Chapter 3 Linear Regression
What is linear regression?
- “a very simple approach for supervised learning”
- “a useful tool for predicting a quantitative response”
- widely used statistical learning method
- a special case of more generalized learning methods
- Useful for answering many different types of questions
Advantages
- Simplicity
- Conceptual: based on averages (or “expectations” in econometrics)
- Procedural: there are closed form solutions for estimating parameters
- Interpretable
- There are meaningful visualizations and interpretations of model results
- It is possible to address many types of questions, and apply statistical tests to judge results including:
- Is there a relationship between predictors and response variables?
- How strong is the relationship?
- Which predictors are related to the response?
- How accurate are the estimated model parameters?
- How accurate are the predictions generated by the model?
- Is the model a good fit?
- Are there interactions among the predictors?
3.1 Simple linear regression
Simple linear regression predicts a quantitative response \(y\) on the basis of a single predictor, \(x\), assuming that there is a linear relationship between \(y\) and \(x\) in the form:
\[ \begin{array}{rcl} y &=& \beta_0 + \beta_{1}x + \epsilon \\ &\textrm{or}& \\ y &\approx& \beta_0 + \beta_{1}x \end{array} \]
Read as: “regressing \(y\) on \(x\)”, “regressing \(y\) onto \(x\)”, or “\(y\) is approximately modeled as a linear function of \(x\)”
This equation describes the population regression line: the best linear approximation of the true relationship between \(y\) and \(x\).

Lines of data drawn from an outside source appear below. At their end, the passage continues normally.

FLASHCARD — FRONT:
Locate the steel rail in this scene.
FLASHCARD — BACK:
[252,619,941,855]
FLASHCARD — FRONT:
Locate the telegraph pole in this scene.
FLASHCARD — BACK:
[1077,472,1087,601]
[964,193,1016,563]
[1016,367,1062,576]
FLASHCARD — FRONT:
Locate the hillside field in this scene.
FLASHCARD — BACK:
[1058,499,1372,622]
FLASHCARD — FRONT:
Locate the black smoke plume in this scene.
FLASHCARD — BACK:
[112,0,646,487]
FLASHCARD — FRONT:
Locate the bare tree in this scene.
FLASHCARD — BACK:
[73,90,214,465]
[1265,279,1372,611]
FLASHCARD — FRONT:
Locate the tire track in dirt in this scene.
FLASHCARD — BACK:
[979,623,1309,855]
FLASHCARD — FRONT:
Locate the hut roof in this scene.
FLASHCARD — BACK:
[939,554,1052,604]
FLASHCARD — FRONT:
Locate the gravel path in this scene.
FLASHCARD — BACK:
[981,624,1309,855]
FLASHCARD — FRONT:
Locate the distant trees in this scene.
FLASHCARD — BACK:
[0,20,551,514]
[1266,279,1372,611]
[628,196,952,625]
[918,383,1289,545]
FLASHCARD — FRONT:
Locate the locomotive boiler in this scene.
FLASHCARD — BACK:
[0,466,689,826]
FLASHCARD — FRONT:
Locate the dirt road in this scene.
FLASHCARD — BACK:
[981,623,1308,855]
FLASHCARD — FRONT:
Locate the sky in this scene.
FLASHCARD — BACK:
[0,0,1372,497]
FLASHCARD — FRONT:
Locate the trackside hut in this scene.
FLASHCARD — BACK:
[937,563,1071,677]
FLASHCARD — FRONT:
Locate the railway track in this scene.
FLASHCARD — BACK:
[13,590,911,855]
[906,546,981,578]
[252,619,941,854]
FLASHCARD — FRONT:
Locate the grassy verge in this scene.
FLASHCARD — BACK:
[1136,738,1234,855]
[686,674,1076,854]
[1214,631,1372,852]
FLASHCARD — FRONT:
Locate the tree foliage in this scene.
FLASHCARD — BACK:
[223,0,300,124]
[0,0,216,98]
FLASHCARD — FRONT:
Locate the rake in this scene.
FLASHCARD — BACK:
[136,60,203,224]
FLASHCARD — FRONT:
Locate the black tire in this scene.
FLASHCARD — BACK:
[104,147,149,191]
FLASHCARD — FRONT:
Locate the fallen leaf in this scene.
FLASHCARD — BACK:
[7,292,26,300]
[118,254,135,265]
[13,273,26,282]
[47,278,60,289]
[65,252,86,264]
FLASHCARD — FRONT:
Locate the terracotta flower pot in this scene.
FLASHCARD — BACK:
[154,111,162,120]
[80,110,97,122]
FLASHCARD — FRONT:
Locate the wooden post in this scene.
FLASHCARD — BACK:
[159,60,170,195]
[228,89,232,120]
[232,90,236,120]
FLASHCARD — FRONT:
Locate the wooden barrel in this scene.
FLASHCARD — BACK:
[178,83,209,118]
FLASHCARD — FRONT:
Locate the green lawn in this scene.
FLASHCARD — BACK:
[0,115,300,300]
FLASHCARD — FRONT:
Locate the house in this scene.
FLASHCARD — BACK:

The model parameters (or coefficients), \(\beta_0\) and \(\beta_1\), are unknown constants and the error term, \(\epsilon\), is not measurable in practice.
- \(y\): the observed true value of \(y\)
- \(\beta_0\): the intercept, or the expected value of \(y\), when \(x\) is 0
- \(\beta_1\): the slope, or the expected change in \(y\) per unit change in \(x\), or \(\frac{\Delta y}{\Delta x}\)
- \(\epsilon\): irreducible error, or variation in \(y\) that can not be accounted for by the model
3.1.1 Estimating Coefficients
In practice \(\beta_0\) and \(\beta_1\) are unknown constants that must be estimated based on available data using some procedure.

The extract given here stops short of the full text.